Monte Carlo Evaluation

  • approx \(v_{\pi}(s)\)

\[\text{E}_{\pi}[G_{t}|S_{t} = s] \approx \frac{1}{C(s)}\sum_{m=1}^{M}\sum_{\tau=0}^{T_{m}-1} I(s_{\tau}^{m} = s)g_{\tau}^{m}\] * step size \(\alpha\) for update rule

\[V(s_{t}^{m}) \leftarrow V(s_{t}^{m}) + \alpha\left(g_{t}^{m} - V(s_{t}^{m})\right)\]

Exploration-Exploitation Trade-Off

  • to discover optimal policies

we must explroe all state-action pairs

  • to get high returns

we must exploit known high-value pairs

Example: Blackjack

MCMC solving blackjack game

image credit: Mutual Information

10 million games played

Temporal Difference Learning

  • Markov Reward Process: A Markov decision process, but w/o actions

  • MCMC requires an episode to complete before updating

but what if an episode is long?

n-step TD

Replace \(g_{t}^{m}\) with

\[g_{t:t+n}^{m} = r_{t+1}^{m} + \gamma r_{t+2}^{m} + \cdots + \gamma^{n-1} r_{t+n}^{m} + \gamma_{n}V(s_{t+n}^{m})\]

updates are applied during the episoes with an n-step delay

Advantages

Compared to MC, TD has

  • batch training
  • \(V(s)\) do not depend on stepsize \(\alpha\)
  • max likelihood of MRP (instead of min MSE)

Q-Learning

\[r_{t+1}^{m} + \gamma \text{max}_{a} Q(s_{t+1}^{m},a)\]

updates \(Q\) after each sarsa tuple (each n-step delay)

Toward Continuity

  • previous methods assumed tabular (discrete) and finite state spaces
  • without “infinite data”, can we still generalize?
  • function approximation: supervised learning + reinforcement learning

Parameter Space

\[v_{\pi}(s) \approx \hat{v}(s,w), \quad w \in \mathbb{R}^{d}\] * caution: updating \(w\) updates many values of \(s\)

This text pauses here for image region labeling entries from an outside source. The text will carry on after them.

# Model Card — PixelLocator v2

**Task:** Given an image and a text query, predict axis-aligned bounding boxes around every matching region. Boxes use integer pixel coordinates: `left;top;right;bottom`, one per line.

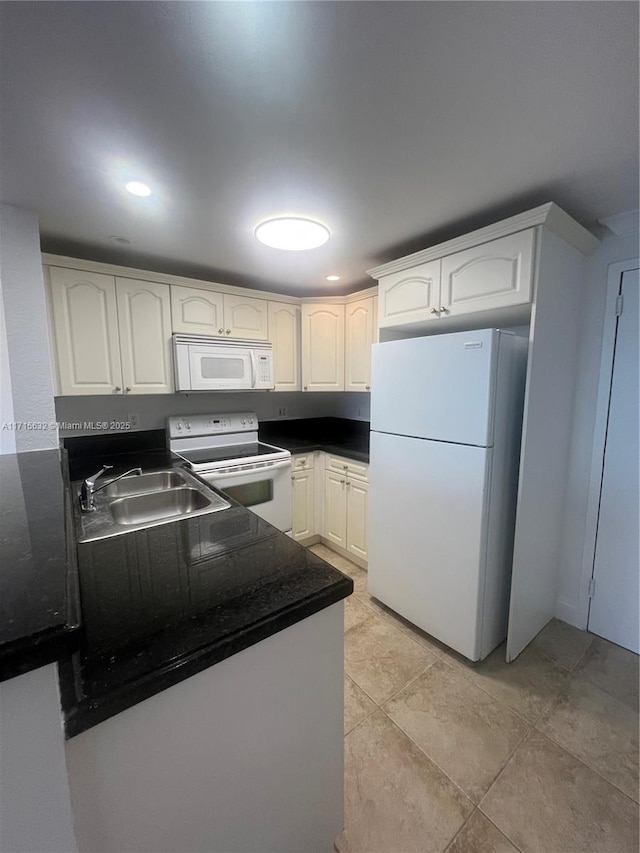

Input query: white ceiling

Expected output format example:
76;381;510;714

0;0;638;295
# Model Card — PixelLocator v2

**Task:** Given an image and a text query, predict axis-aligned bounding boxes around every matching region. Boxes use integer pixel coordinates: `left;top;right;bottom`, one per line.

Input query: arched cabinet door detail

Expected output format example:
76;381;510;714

171;285;224;336
49;267;122;395
378;260;440;328
116;278;173;394
441;229;534;316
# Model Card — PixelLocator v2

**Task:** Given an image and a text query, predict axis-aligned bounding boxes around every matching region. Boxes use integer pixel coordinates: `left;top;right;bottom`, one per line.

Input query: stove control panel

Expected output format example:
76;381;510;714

167;412;258;438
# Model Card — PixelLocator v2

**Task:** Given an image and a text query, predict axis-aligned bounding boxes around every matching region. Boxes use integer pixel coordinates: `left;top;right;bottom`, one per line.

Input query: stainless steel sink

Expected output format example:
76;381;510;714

73;468;231;543
109;486;210;524
103;471;185;498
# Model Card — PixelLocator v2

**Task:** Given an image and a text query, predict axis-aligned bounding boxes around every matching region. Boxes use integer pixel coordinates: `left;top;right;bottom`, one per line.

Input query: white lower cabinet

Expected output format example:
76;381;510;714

324;456;369;561
291;468;315;540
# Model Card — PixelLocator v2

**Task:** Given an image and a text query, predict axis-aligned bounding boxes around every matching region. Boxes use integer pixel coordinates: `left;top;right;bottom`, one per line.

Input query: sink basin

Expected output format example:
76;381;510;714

102;471;185;498
109;484;211;524
74;468;231;543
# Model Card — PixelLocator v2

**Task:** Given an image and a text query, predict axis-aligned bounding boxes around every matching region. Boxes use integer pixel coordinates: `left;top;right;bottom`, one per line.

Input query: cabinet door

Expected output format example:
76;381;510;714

324;471;347;548
171;284;225;335
378;260;440;329
440;228;535;317
302;303;344;391
224;293;269;341
344;296;374;391
268;302;300;391
346;479;369;560
291;469;315;539
116;278;173;394
49;267;123;395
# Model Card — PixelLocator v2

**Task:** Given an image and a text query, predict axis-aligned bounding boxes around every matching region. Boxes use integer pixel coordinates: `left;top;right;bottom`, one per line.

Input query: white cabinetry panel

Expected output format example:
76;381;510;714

50;267;122;395
378;260;440;328
268;302;300;391
344;297;374;391
440;228;534;316
171;285;224;335
302;303;344;391
116;278;173;394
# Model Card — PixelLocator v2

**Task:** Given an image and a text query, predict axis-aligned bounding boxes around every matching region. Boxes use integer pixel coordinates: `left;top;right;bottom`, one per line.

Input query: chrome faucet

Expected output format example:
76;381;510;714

80;465;142;512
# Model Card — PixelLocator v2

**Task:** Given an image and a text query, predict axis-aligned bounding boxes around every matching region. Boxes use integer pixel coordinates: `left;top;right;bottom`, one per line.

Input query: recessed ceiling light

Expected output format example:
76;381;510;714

254;216;331;252
125;181;151;196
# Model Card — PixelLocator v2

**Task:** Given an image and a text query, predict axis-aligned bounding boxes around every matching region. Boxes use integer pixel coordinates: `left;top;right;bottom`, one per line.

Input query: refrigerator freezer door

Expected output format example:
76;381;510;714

368;432;493;660
371;329;499;447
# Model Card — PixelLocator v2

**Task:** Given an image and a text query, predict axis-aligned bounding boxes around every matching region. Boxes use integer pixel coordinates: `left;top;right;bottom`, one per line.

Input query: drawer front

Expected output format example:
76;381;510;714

325;453;369;483
291;453;313;471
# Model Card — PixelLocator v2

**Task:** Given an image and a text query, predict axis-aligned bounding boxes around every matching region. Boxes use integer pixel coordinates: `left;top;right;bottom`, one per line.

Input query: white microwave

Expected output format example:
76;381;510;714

173;335;273;391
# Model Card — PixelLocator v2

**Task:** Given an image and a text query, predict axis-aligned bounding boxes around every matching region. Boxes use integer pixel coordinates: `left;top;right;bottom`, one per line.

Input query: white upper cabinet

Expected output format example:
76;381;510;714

302;303;344;391
171;285;269;341
224;293;269;341
344;296;375;391
268;302;300;391
171;285;225;335
378;260;440;329
116;278;173;394
438;228;534;316
50;267;122;395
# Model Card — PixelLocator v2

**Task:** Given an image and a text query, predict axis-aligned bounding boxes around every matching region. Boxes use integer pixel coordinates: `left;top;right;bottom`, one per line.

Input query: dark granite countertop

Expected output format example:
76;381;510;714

0;450;79;681
259;418;369;462
59;434;353;737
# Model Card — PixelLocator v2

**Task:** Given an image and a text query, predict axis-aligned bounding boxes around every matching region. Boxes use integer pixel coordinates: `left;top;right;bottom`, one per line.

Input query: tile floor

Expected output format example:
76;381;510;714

312;545;639;853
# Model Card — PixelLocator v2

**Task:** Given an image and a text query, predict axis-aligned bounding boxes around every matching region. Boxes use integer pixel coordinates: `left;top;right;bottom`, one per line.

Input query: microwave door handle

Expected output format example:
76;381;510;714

206;459;291;482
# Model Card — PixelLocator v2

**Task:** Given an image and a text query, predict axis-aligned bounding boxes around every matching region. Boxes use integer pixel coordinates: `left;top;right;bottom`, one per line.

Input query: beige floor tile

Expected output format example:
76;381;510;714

574;637;638;711
533;619;593;669
309;542;367;593
344;613;437;704
337;711;473;853
344;675;377;734
383;661;530;803
446;811;518;853
537;677;638;800
344;595;375;631
480;732;638;853
458;644;569;723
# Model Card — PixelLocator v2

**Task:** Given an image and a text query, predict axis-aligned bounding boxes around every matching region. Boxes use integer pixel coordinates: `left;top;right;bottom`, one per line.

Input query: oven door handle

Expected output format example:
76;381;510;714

249;350;256;388
206;459;291;482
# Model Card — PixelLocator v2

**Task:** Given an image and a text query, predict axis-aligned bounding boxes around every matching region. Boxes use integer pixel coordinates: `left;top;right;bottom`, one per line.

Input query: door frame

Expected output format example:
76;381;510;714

577;258;640;629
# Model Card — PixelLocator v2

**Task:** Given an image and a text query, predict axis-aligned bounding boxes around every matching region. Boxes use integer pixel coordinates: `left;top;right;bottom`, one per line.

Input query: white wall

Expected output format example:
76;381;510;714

0;278;16;453
556;226;639;628
0;664;77;853
55;391;370;437
0;204;58;452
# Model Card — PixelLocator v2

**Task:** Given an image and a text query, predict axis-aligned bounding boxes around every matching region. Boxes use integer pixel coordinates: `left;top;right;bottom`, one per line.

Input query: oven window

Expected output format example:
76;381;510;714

223;480;273;506
200;355;244;379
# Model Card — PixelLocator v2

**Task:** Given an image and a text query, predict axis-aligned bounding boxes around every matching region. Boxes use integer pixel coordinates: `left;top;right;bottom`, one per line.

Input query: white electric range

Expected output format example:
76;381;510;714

167;412;291;533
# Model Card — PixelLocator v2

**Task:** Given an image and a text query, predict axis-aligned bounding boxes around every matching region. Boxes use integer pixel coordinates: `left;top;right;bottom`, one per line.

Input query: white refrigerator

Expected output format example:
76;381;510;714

368;329;528;660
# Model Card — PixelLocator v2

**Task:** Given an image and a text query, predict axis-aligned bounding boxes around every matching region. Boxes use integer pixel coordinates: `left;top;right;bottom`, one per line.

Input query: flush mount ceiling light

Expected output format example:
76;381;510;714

124;181;151;196
253;216;331;252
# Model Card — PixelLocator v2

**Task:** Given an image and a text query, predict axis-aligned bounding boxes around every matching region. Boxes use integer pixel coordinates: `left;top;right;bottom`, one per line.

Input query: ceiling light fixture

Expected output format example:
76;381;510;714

125;181;151;196
253;216;331;252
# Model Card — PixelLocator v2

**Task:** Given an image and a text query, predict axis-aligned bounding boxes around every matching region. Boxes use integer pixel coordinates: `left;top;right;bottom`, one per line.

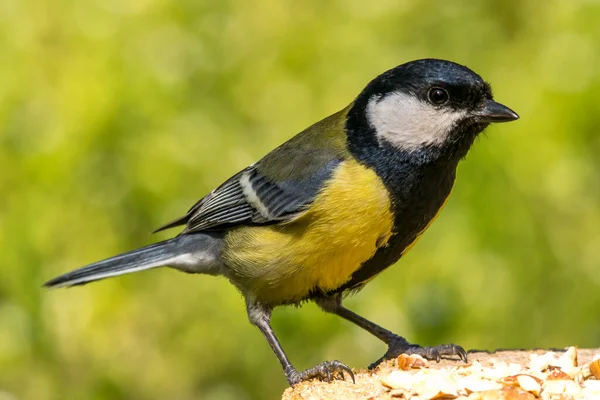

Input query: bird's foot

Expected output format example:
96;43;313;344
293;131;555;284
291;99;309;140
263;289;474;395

369;335;467;369
285;360;355;386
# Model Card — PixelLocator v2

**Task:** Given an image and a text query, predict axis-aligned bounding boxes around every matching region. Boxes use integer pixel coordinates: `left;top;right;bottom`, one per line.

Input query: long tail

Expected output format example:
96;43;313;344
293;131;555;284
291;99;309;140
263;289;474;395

not just the “visited states”

Value Error

\[\text{VE}(w) = \sum_{s \in S} \mu(s)\left[v_{\pi}(s) - \hat{v}(s,w)\right]^{2}\]

  • \(\mu\): distribution of states
  • solve with stochastic gradient descent

\[w \leftarrow w + \alpha\left[U_{t} - \hat{v}(S_{t},w)\right] \nabla \hat{v}(S_{t},w)\]

Target Selection

To find target \(U_{t}\)

  • may have multiple local minima
  • estimates for state values may be biased
  • employ Semi-Gradient Temporal Difference